令和6年度 1級電気工事施工管理技士 第一次検定 No.9は、電力系統における短絡容量の軽減対策に関する記述として、最も不適当なものを選ぶ問題です。
この問題は、短絡電流を小さくするには何をするかを分かっているかを問うものです。事故点までのインピーダンスを大きくすれば、流れる電流は小さくなります。
低インピーダンスの変圧器を選ぶと、逆に短絡容量が増えます。
正解:選択肢4(低インピーダンスの変圧器を採用)
> この論点をやさしく解説:短絡容量の軽減対策とは?流れにくくする手と断つ手の違いを整理
| 選択肢 | 対策 | 解説 |
|---|---|---|
| 1 | 変電所の母線を分離する | 電源が分かれて減る。

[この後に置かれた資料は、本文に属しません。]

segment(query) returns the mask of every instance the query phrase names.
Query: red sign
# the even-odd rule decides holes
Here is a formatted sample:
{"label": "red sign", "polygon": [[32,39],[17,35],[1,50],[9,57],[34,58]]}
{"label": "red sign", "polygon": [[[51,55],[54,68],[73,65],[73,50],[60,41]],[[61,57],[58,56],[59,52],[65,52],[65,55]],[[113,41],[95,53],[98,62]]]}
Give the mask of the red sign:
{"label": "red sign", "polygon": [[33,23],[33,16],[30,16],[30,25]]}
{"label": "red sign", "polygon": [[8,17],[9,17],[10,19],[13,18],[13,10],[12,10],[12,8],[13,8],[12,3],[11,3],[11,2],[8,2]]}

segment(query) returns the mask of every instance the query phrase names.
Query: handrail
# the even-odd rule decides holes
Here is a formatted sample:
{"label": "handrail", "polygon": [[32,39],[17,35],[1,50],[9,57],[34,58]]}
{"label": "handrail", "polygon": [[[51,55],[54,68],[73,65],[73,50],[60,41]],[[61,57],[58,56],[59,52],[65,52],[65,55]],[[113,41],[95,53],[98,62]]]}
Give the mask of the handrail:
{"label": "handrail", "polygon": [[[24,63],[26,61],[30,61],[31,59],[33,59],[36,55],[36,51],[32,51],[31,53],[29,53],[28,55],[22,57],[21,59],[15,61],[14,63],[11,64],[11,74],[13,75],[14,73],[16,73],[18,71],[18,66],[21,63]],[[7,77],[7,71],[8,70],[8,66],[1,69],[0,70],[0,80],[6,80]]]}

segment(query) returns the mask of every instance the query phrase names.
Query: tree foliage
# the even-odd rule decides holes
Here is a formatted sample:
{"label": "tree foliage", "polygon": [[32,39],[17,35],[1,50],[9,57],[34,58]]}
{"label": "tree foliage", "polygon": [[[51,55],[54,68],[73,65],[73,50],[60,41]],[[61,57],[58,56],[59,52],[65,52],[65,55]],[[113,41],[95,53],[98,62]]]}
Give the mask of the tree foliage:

適当 |
| 2 | 送電線に限流リアクトル | インピーダンスを足す。適当 |
| 3 | 直流連系で交流系統を分割 | 短絡電流が流れ込まない。適当 |
| 4 | 低インピーダンスの変圧器 | 高インピーダンスにする。不適当 |
不適当なのは選択肢4です。
引っかけの核心は、低インピーダンスの変圧器が電圧変動の面では望ましいものだというところです。短絡容量の話では逆になります。
短絡電流は、次の関係で決まります。
短絡電流 = 電圧 ÷ 事故点までのインピーダンス
分母を大きくすれば電流は小さくなります。短絡容量を減らす対策は、すべてインピーダンスを増やす方向です。
| 対策 | なぜ効くか |
|---|---|
| 高インピーダンス変圧器 | 変圧器そのもののインピーダンスを大きくする |
| 限流リアクトル | 線路に直列にリアクタンスを足す |
| 母線の分離 | 並列にあった電源が分かれ、合成インピーダンスが増える |
| 直流連系 | 交流としてつながらないので、短絡電流が流れ込まない |
| 上位電圧での系統構成 | 同じ電力なら電流が小さくなる |
選択肢1の母線分離は、並列につながっていた電源を切り離す方法です。並列だとインピーダンスが小さくなり、短絡電流が増えます。分けることで1つあたりの寄与を減らします。
選択肢3の直流連系は、交流系統の間を直流でつなぐ方式です。周波数が違う系統をつなげるだけでなく、交流としては切り離されているので短絡事故が波及しません。
短絡容量が大きすぎると、次の問題が起きます。
| 起きること | 中身 |
|---|---|
| 遮断器の容量不足 | 切れない事故電流が流れ、機器が壊れる |
| 機器の機械的な損傷 | 電磁力で母線や巻線が変形する |
一方で、インピーダンスを増やすと平常時の電圧変動が大きくなり、系統の安定度も下がります。短絡容量を抑えることと、電圧を安定させることは両立しません。どこで折り合いをつけるかが設計になります。
短絡容量を軽減するには変圧器のインピーダンスをどうするか。
大きくします。高インピーダンス変圧器を採用すると短絡電流が小さくなります。
直流連系が短絡容量の軽減に効くのはなぜか。
交流としてはつながっていないため、片方の系統の短絡電流がもう片方へ流れ込まないからです。